0

I have the following url link which has accented charaters:

https://www.janes.com/...tamandaré... etc.

When I try to request the link, I get the error:

UnicodeDecodeError: 'utf-8' codec can't decode byte 0xe9 in position 89: invalid continuation byte

This is my code:

import requests

def request_site(url):
    return requests.get(url, headers={'User-Agent': 'Mozilla/5.0 (Windows NT 6.1; Win64; x64; rv:25.0)'})

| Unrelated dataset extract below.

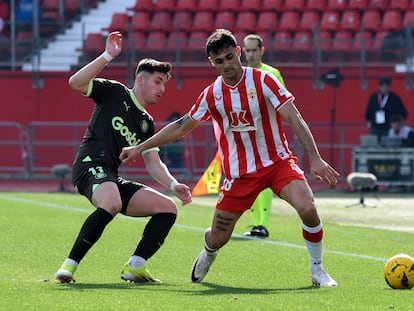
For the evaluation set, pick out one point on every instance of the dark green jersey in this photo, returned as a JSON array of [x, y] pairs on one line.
[[117, 121]]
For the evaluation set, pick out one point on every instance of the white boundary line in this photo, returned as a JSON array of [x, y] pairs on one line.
[[235, 235]]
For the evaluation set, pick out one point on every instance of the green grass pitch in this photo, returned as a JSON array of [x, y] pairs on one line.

if __name__ == '__main__':
    url = 'https://www.janes.com/article/87665/laad-2019-united-kingdom-s-sea-signs-mou-with-brazilian-siatt-for-tamandaré-class-corvette-torpedo-tubes'
    print(request_site(url))

The full error:

Traceback (most recent call last):
  File "D:/OneDrive/PhD/Web Crawler/playground.py", line 104, in <module>
    print(request_site(url))
  File "D:/OneDrive/PhD/Web Crawler/playground.py", line 73, in request_site
    return requests.get(url, headers={'User-Agent': 'Mozilla/5.0 (Windows NT 6.1; Win64; x64; rv:25.0)'})
  File "C:\Python35\lib\site-packages\requests\api.py", line 75, in get
    return request('get', url, params=params, **kwargs)
  File "C:\Python35\lib\site-packages\requests\api.py", line 60, in request
    return session.request(method=method, url=url, **kwargs)
  File "C:\Python35\lib\site-packages\requests\sessions.py", line 533, in request
    resp = self.send(prep, **send_kwargs)
  File "C:\Python35\lib\site-packages\requests\sessions.py", line 668, in send
    history = [resp for resp in gen] if allow_redirects else []
  File "C:\Python35\lib\site-packages\requests\sessions.py", line 668, in <listcomp>
    history = [resp for resp in gen] if allow_redirects else []
  File "C:\Python35\lib\site-packages\requests\sessions.py", line 149, in resolve_redirects
    url = self.get_redirect_target(resp)
  File "C:\Python35\lib\site-packages\requests\sessions.py", line 115, in get_redirect_target
    return to_native_string(location, 'utf8')
  File "C:\Python35\lib\site-packages\requests\_internal_utils.py", line 25, in to_native_string
    out = string.decode(encoding)
UnicodeDecodeError: 'utf-8' codec can't decode byte 0xe9 in position 89: invalid continuation byte

I found many questions (like link) that are similar, but non of them propose a solution for the same problem, as well as, all of the previous solutions are for python2.

Minions
  • 5,104
  • 5
  • 50
  • 91
  • Possible duplicate of [How to fix: "UnicodeDecodeError: 'ascii' codec can't decode byte"](https://stackoverflow.com/questions/21129020/how-to-fix-unicodedecodeerror-ascii-codec-cant-decode-byte) – ggorlen Apr 19 '19 at 15:58
  • @ggorlen, plz check the question .. they are different – Minions Apr 19 '19 at 16:07

1 Answers1

1

Just a quick encode is needed, but you'll need to drop the http:// from url as it'll encode that as well:

import requests

def request_site(url):
    return requests.get(url, headers={'User-Agent': 'Mozilla/5.0 (Windows NT 6.1; Win64; x64; rv:25.0)'})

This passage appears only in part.